Rebel Country Featured, Reviews Film Threat
Jul 15, 2024
The fire that Hank Williams Sr. set in the woods is still burning strong in the rip-roaring music documentary Rebel Country, directed by Francis Whately. It opens in Tennessee with a reenactment of country star Jelly Roll being led out of a bar by the cops in handcuffs. The musician is a hulking figure with face tattoos who spent nearly a decade locked up as a convict. When the cops bring him into the metro Davidson County jail, instead of throwing him in a cell, they bring him onstage in an auditorium to perform for the prisoners. Jelly Roll is very outspoken on the idea that all country music is outlaw art. He feels it is music for the outcasts, rebels, and pioneers of this country.
“…opened the gates for more black country artists…”
The film then goes into tracking the current seismic activity in the industry, starting with the explosion of Lil’ Nas X’s song “Old Town Road.” While it only charted on the country charts for one week before Billboard removed it for not being country enough, its record-breaking run marked a sea change for the genre. It opened the gates for more black country artists like Breland and Blanco Brown, who do country songs set to trap beats. The black roots of country are explored, going back to when the music labels split the market. They sold music by black artists as “race records” and then had white artists cover the same songs to sell as “hillbilly records.” This led to the mistaken perception that whites created country.

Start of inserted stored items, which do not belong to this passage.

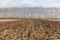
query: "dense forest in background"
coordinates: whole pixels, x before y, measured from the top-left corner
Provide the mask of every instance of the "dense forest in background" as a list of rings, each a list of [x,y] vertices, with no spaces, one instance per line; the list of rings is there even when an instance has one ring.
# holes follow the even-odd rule
[[[60,18],[60,8],[0,8],[0,18]]]

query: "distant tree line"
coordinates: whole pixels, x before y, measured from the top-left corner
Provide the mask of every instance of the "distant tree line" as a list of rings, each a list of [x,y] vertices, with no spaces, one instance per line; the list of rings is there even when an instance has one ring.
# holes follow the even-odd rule
[[[58,8],[0,8],[0,18],[60,18]]]

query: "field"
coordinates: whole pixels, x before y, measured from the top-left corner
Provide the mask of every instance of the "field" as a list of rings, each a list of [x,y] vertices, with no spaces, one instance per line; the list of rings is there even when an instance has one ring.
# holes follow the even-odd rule
[[[60,40],[60,21],[0,19],[0,40]]]

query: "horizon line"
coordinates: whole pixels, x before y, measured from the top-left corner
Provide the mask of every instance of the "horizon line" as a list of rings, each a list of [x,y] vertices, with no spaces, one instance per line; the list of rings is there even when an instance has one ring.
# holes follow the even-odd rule
[[[60,8],[60,7],[0,7],[0,8]]]

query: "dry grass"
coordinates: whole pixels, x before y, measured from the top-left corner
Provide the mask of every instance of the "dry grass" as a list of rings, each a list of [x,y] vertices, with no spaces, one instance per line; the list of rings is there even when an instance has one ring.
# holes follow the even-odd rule
[[[55,39],[60,39],[60,21],[17,19],[0,22],[0,40]]]

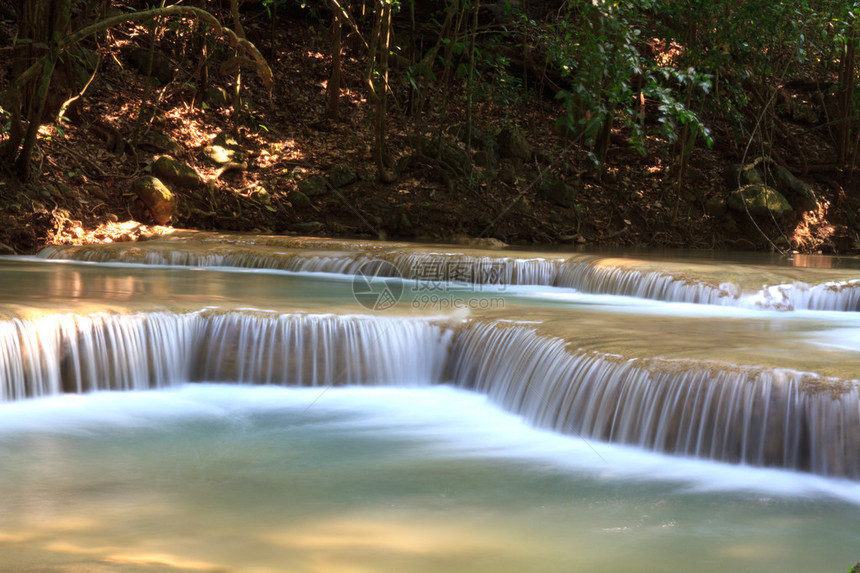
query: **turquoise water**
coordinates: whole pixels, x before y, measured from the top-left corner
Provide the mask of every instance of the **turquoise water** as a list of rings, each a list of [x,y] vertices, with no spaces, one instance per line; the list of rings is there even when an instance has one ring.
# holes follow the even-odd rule
[[[844,571],[860,484],[529,428],[448,387],[0,407],[2,571]],[[47,569],[45,569],[47,567]]]
[[[713,264],[695,267],[703,276],[742,272],[723,266],[731,257],[705,259],[693,260]],[[767,261],[755,262],[755,276],[770,272]],[[816,267],[810,277],[829,280],[832,266],[856,280],[856,261],[807,263]],[[648,265],[658,263],[648,257]],[[791,277],[802,280],[802,267]],[[0,257],[0,361],[14,354],[15,364],[30,365],[39,341],[40,359],[56,359],[56,368],[40,371],[38,363],[34,371],[62,378],[74,366],[71,340],[78,359],[102,363],[92,371],[110,372],[123,340],[126,357],[144,348],[205,381],[201,373],[220,364],[272,360],[278,348],[248,351],[263,339],[236,330],[212,346],[218,352],[182,356],[192,346],[169,344],[179,327],[162,333],[161,347],[139,335],[144,313],[160,313],[152,324],[202,313],[200,324],[210,326],[247,314],[246,334],[265,331],[252,328],[264,314],[365,322],[429,315],[452,336],[469,321],[515,323],[619,363],[702,361],[741,374],[783,368],[852,387],[860,377],[857,312],[660,302],[541,284],[402,286],[398,305],[379,312],[355,300],[349,274]],[[53,321],[57,313],[67,319]],[[127,313],[127,321],[75,330],[90,324],[78,315]],[[395,322],[379,327],[391,338],[387,348],[370,344],[351,355],[370,357],[366,372],[400,341]],[[99,339],[98,325],[114,329],[110,342]],[[185,334],[198,351],[209,348],[198,331]],[[240,345],[246,354],[231,355]],[[395,382],[402,387],[180,383],[0,403],[0,572],[844,573],[860,561],[858,481],[537,430],[483,394],[426,385],[430,376],[416,387],[419,376],[408,373],[424,364],[414,359],[418,350],[395,357],[396,372],[407,373]],[[346,353],[324,351],[342,373]],[[323,363],[307,352],[304,364]],[[12,372],[2,366],[0,376]],[[146,387],[152,373],[132,370]],[[16,375],[22,384],[33,378]],[[810,392],[839,406],[826,390]]]

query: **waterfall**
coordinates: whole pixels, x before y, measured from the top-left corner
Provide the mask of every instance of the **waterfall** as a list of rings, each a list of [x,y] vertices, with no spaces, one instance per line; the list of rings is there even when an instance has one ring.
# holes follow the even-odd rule
[[[666,302],[742,306],[773,310],[860,310],[860,280],[831,280],[807,284],[779,280],[743,288],[733,282],[743,271],[728,267],[720,273],[655,267],[635,259],[570,258],[486,255],[468,250],[416,252],[403,247],[324,251],[292,247],[248,247],[230,243],[115,244],[110,246],[54,246],[39,253],[46,259],[91,262],[117,261],[188,267],[264,268],[295,272],[355,274],[359,270],[380,276],[455,284],[543,285],[567,287],[585,293],[622,295]],[[325,246],[325,245],[324,245]],[[343,246],[343,245],[341,245]],[[388,264],[386,264],[388,263]],[[755,274],[752,269],[751,274]],[[784,278],[784,277],[782,277]]]
[[[264,311],[0,321],[0,401],[187,381],[426,385],[530,423],[677,455],[860,479],[853,380],[577,350],[533,326]]]
[[[53,315],[0,322],[0,401],[142,390],[188,379],[195,315]]]
[[[740,289],[731,282],[709,284],[670,271],[624,268],[609,261],[568,261],[559,272],[557,286],[595,294],[635,296],[667,302],[736,304]]]
[[[232,245],[205,249],[182,249],[178,245],[151,244],[51,246],[42,249],[39,257],[71,259],[88,262],[122,262],[144,265],[183,267],[238,267],[274,269],[293,272],[354,274],[362,265],[376,259],[360,252],[306,252],[263,250]]]
[[[809,285],[796,281],[762,288],[748,297],[751,305],[778,310],[860,310],[860,280]]]
[[[467,253],[403,253],[392,264],[404,278],[463,284],[553,285],[562,259]]]
[[[53,315],[0,321],[0,402],[186,381],[438,382],[451,331],[432,320],[275,313]]]
[[[45,259],[89,262],[123,262],[186,267],[239,267],[295,272],[355,274],[380,272],[405,279],[461,284],[552,285],[563,259],[504,257],[465,253],[415,253],[393,249],[375,253],[264,250],[233,245],[182,249],[175,244],[53,246],[43,249]],[[384,263],[389,263],[388,267]],[[396,269],[396,270],[395,270]]]
[[[536,426],[587,439],[860,479],[855,381],[785,369],[625,359],[532,328],[477,322],[448,379]]]
[[[441,380],[451,331],[427,320],[228,313],[210,317],[196,379],[339,386]]]

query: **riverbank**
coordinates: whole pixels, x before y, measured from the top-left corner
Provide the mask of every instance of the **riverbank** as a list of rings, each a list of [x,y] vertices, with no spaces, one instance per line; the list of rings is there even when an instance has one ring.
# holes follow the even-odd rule
[[[101,57],[96,85],[72,121],[43,126],[37,176],[23,185],[0,173],[0,249],[145,239],[166,222],[442,243],[860,252],[858,201],[830,172],[793,174],[811,204],[733,202],[739,186],[758,189],[736,166],[755,164],[751,171],[769,183],[771,160],[733,139],[719,117],[709,118],[714,145],[694,147],[683,173],[661,151],[666,141],[649,136],[634,150],[621,125],[598,165],[590,147],[556,128],[560,108],[540,92],[506,103],[476,99],[468,115],[464,89],[427,88],[422,97],[445,105],[410,115],[404,102],[391,104],[390,168],[380,177],[362,62],[345,52],[340,119],[328,120],[323,23],[296,18],[271,37],[252,25],[248,35],[272,54],[275,82],[269,93],[246,81],[238,121],[226,98],[229,78],[213,77],[207,100],[193,106],[194,93],[176,80],[148,89],[127,43],[93,52]],[[123,110],[143,110],[149,120],[139,125]],[[804,164],[827,157],[821,130],[785,122],[804,133]],[[172,166],[164,168],[162,157]],[[171,177],[177,169],[188,177]],[[173,196],[169,219],[140,190],[153,175]]]

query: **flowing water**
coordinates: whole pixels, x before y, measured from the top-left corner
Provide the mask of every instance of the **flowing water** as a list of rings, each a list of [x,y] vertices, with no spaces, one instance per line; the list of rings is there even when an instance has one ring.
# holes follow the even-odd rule
[[[0,571],[845,571],[856,261],[0,259]]]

Whately then explores the fact that Hank Williams Sr. was taught his signature guitar moves by a black street musician named Rufus “Teetot” Payne. Williams’s grandson, Sam, speaks about what it was like coming out as gay in country music, as does queer country pioneer Chely Wright. Laney Wilson and Lindsay Ell speak about singing about previously forbidden topics like rape and domestic abuse. Frank Ray carries on the Latino heritage in the musical genre, as the whole cowboy concept sprang from Mexico.